Nem vi o primeiro carro passar porque via manchas multicoloridas em qualquer lugar que eu apontasse os olhos... Só ficou o perfume da avgás lembrando que cavalo chique come capim de primeira.

Depois os carros foram passando criando um certo padrão no som conforme desciam a reta e freavam para os esses, quatro cilindros turbo não fazem o som mais bonito mas pra mim eles adquiriram um grande valor sentimental neste dia, assim como os estouros do anti-lag system.

Até que em um dado instante um carro aparentemente freou no meio da reta, não entendemos, logo em seguida pé em baixo de novo para culminar em estouros do anti-lag, pneu travando e um som horripilante de galhos se quebrando, definitivamente um carro de rally tinha saído da pista de maneira pouco amistosa.

Passados os carros restantes fomos lá conferir os estragos, piloto e navegador conversavam com os policiais, ambos bem, Rosiak, era o argentino desmatador, se não me engano.
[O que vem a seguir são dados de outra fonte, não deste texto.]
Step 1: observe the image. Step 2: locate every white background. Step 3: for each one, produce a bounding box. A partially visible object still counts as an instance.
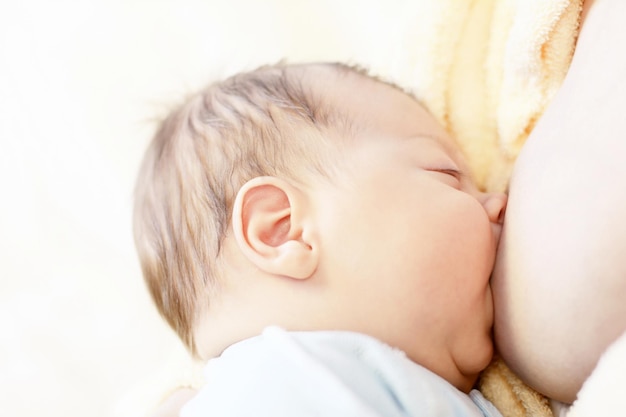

O acidente aconteceu porque eles adotaram um poste com transformador como referência de freada para o final da reta, o piloto achou tê-lo visto no meio da reta e tirou o pé, o navegador, sem ainda ter visto o famigerado transformador soltou um "dá-lhe!! dá-lhe!! dá-lhe!!" . No final os dois só perceberam que tinham feito besteira quando o farol iluminou a vegetação ao final da reta, não deu para fazer nada.... foram parar uns 30 metros mato a dentro abrindo uma estrada por um emaranhado de árvores com troncos de uns 15 cm de diâmetro, não eram jequitibás rosa mas também não eram cana de açúcar, o pobre Lancer Evolution IV até que aguentou bem o tranco e tentava rastejar para fora mas sem sucesso.

Tentamos ajudar com o Defender e vínhamos fazendo progresso no resgate com o guincho até sermos escorraçados gratuitamente por um babaca da organização com uma Hilux que parecia saída de Ruanda, ficou faltando um "Vai se foder junto com a sua mãe!!" para aquele cara, que eu espero que seja entregue algum dia.

Foi esse meu primeiro contato com rally, foi assim que fui infectado com o "velocius poeirentus", vírus incurável que me meteu em um monte de histórias loucas que irei publicando aqui com o tempo.